Anderson told The New York Times that, although North Dakota is a conservative state, it's also "where Teddy Roosevelt came from, and there's no bigger trustbuster." She did concede that the bill may not have the votes to pass.
The lobbyist first approached Davison in January with the proposal. According to the report, she equated the bill as a way to "stop Apple and Google from forcing companies in the state to hand over a share of their app sales." Supporters of the legislation say it could help small companies. Apple's privacy chief testified that the bill could "destroy iPhone as you know it."
The legislation, Senate Bill No. 2333, was introduced in February. Although it could have far-reaching consequences for app stores, it does appear to specifically target Apple's App Store. For example, the bill includes carve outs for game consoles and the Google Play Store already allows alternate app marketplaces.

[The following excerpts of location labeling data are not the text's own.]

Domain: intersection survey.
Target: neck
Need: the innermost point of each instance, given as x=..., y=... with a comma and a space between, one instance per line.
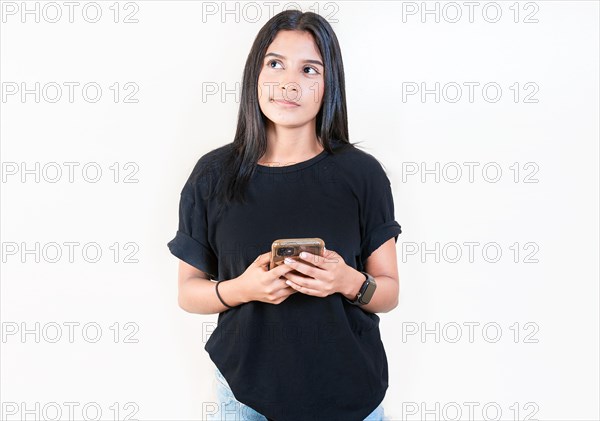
x=286, y=146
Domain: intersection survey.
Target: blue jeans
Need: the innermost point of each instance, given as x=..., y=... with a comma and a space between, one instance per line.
x=237, y=411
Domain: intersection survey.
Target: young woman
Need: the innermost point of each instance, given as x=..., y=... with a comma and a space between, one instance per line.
x=299, y=341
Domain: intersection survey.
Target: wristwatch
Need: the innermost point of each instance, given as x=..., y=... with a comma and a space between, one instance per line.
x=366, y=291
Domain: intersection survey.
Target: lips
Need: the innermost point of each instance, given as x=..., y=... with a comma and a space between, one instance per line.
x=285, y=102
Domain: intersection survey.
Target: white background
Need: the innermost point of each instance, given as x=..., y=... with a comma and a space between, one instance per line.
x=157, y=367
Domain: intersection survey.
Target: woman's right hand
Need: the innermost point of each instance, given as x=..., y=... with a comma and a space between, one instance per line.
x=265, y=285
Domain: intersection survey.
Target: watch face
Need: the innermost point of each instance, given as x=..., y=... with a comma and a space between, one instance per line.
x=366, y=297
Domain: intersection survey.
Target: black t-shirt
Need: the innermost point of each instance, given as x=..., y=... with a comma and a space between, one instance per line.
x=307, y=358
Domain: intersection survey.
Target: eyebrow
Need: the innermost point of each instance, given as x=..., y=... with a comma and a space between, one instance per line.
x=305, y=61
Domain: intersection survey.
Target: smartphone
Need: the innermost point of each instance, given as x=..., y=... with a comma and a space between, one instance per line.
x=291, y=247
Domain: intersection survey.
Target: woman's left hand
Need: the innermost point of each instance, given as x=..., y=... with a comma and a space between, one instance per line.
x=330, y=275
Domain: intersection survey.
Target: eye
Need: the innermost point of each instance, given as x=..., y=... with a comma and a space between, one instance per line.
x=316, y=72
x=273, y=61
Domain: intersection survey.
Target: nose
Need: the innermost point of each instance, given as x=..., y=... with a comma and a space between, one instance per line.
x=291, y=91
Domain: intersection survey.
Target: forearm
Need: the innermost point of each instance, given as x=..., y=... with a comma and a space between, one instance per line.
x=198, y=295
x=385, y=297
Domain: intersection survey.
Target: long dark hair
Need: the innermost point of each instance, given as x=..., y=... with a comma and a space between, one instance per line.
x=235, y=163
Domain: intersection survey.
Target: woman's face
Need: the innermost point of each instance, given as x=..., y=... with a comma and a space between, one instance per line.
x=292, y=71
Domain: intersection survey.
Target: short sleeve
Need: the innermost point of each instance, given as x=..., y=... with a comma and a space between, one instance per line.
x=378, y=222
x=191, y=240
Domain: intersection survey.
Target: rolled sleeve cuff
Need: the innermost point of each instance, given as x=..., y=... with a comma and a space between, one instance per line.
x=194, y=253
x=379, y=236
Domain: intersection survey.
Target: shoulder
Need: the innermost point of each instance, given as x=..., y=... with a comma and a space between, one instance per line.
x=206, y=171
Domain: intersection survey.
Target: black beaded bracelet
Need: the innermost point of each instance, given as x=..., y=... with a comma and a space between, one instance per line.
x=219, y=295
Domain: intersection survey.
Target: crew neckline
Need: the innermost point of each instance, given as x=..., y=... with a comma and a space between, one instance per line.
x=293, y=167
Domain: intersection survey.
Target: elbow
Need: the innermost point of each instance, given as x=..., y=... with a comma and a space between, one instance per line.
x=183, y=302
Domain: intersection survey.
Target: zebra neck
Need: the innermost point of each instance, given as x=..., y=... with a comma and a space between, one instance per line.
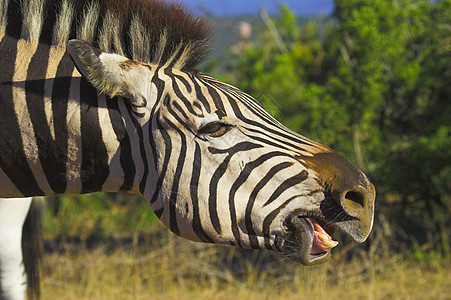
x=58, y=135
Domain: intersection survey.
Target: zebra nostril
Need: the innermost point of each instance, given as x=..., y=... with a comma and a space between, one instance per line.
x=355, y=196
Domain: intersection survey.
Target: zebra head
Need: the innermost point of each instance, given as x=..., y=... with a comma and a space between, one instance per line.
x=221, y=169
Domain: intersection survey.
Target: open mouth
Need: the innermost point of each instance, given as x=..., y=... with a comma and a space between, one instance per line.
x=308, y=240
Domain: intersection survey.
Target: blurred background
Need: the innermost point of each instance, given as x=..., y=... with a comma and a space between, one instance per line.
x=370, y=79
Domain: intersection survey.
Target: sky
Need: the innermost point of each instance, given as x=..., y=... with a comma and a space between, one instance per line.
x=252, y=7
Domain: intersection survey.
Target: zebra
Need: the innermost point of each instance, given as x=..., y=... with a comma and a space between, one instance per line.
x=106, y=96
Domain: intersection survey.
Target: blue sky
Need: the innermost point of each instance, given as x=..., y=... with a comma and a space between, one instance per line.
x=246, y=7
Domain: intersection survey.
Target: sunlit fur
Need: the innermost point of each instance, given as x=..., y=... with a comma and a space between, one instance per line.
x=136, y=116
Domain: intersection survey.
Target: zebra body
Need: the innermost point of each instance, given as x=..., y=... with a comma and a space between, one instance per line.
x=137, y=117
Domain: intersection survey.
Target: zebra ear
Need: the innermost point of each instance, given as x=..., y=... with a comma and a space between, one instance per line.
x=101, y=69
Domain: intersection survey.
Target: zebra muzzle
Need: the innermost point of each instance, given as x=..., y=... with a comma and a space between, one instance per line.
x=307, y=241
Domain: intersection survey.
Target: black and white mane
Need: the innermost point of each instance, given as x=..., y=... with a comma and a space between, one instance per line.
x=155, y=31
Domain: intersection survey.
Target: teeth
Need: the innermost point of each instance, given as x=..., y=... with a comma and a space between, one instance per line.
x=330, y=244
x=325, y=240
x=322, y=237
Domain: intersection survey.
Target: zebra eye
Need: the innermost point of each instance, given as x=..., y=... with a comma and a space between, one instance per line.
x=214, y=129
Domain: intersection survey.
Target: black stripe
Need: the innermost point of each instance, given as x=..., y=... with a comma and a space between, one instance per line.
x=177, y=91
x=176, y=180
x=52, y=160
x=12, y=155
x=184, y=81
x=60, y=96
x=290, y=182
x=268, y=220
x=142, y=146
x=219, y=172
x=14, y=26
x=194, y=189
x=126, y=157
x=167, y=156
x=160, y=85
x=250, y=203
x=216, y=98
x=199, y=94
x=284, y=133
x=244, y=175
x=179, y=120
x=94, y=164
x=159, y=212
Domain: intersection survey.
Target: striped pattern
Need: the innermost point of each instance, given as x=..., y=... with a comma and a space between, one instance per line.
x=211, y=162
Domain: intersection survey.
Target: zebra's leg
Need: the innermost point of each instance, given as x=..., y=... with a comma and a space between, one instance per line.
x=13, y=282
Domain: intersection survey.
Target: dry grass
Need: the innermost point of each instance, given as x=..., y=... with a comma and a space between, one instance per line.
x=177, y=269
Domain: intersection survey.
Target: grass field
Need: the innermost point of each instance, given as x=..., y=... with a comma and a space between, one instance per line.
x=173, y=268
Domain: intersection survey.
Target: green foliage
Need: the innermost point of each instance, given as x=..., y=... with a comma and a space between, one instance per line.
x=96, y=217
x=377, y=88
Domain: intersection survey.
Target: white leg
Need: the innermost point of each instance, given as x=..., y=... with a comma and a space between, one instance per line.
x=13, y=282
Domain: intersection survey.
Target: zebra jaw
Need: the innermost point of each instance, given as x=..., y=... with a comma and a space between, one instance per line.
x=306, y=241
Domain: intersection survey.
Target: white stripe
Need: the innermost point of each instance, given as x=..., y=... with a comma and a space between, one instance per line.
x=74, y=146
x=24, y=55
x=134, y=143
x=109, y=138
x=55, y=54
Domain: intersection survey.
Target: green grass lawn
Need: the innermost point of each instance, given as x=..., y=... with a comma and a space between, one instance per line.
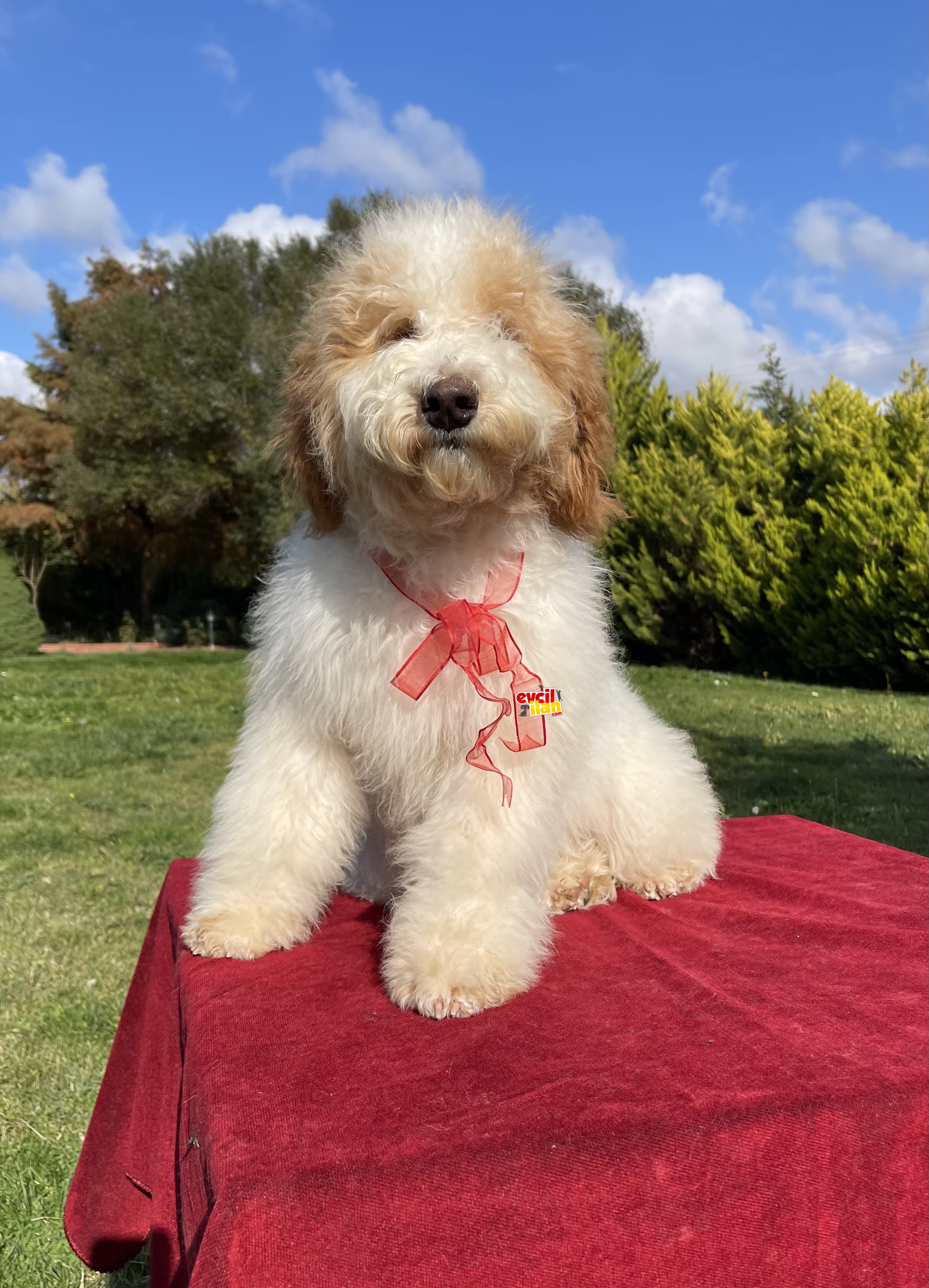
x=109, y=764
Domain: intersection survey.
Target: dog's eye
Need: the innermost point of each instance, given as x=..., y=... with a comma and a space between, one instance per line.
x=405, y=330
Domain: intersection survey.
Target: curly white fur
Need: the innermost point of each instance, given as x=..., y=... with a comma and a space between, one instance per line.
x=332, y=753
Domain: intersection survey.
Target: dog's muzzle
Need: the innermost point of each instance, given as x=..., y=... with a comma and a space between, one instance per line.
x=450, y=405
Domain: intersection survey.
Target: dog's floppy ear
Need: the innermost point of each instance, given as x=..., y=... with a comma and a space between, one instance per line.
x=575, y=495
x=299, y=434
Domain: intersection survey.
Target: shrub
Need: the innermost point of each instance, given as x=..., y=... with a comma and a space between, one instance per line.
x=129, y=632
x=859, y=601
x=699, y=567
x=794, y=543
x=21, y=632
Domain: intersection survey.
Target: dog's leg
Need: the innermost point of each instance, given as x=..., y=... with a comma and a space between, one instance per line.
x=285, y=825
x=584, y=878
x=655, y=814
x=471, y=929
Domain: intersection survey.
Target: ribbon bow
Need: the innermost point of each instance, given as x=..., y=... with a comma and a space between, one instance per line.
x=479, y=642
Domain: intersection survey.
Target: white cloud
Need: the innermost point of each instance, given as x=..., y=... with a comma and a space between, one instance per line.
x=695, y=327
x=838, y=235
x=419, y=155
x=15, y=383
x=310, y=14
x=221, y=61
x=585, y=244
x=75, y=210
x=176, y=244
x=21, y=287
x=913, y=158
x=269, y=225
x=721, y=207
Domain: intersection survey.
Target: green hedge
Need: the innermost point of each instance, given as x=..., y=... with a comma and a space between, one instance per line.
x=797, y=547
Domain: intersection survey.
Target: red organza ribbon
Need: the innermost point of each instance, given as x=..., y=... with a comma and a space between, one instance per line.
x=480, y=643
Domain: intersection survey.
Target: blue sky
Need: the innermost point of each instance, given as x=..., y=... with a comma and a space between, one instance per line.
x=737, y=172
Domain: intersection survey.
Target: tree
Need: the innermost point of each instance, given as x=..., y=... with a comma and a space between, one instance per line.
x=620, y=320
x=700, y=565
x=21, y=632
x=859, y=601
x=780, y=404
x=33, y=530
x=168, y=374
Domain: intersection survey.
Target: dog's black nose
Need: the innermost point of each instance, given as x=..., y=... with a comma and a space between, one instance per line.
x=450, y=404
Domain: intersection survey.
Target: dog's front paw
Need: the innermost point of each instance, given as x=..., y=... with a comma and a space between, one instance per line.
x=664, y=884
x=244, y=933
x=441, y=995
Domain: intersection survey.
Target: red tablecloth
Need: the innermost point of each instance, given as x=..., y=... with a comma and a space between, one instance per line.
x=717, y=1091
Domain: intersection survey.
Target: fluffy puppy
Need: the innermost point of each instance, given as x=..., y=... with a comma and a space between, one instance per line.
x=446, y=415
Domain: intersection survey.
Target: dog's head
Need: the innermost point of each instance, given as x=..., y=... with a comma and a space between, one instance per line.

It also represents the latest volley in the ongoing dispute between Apple and Epic Games. The dustup first started in 2020, when Epic Games baited Apple into removing "Fortnite" from the App Store by implementing a direct payment system in violation of Apple developer guidelines.
Although that first shot happened in August 2020, a report from February indicated that Epic Games spent months planning the lawsuit and broader campaign against Apple's App Store rules. Within Epic, it was dubbed "Project Liberty."
The dispute between Apple and Epic Games will go to trial in May. The bill in North Dakota, however, could indicate that the fight could also extend beyond the courtroom.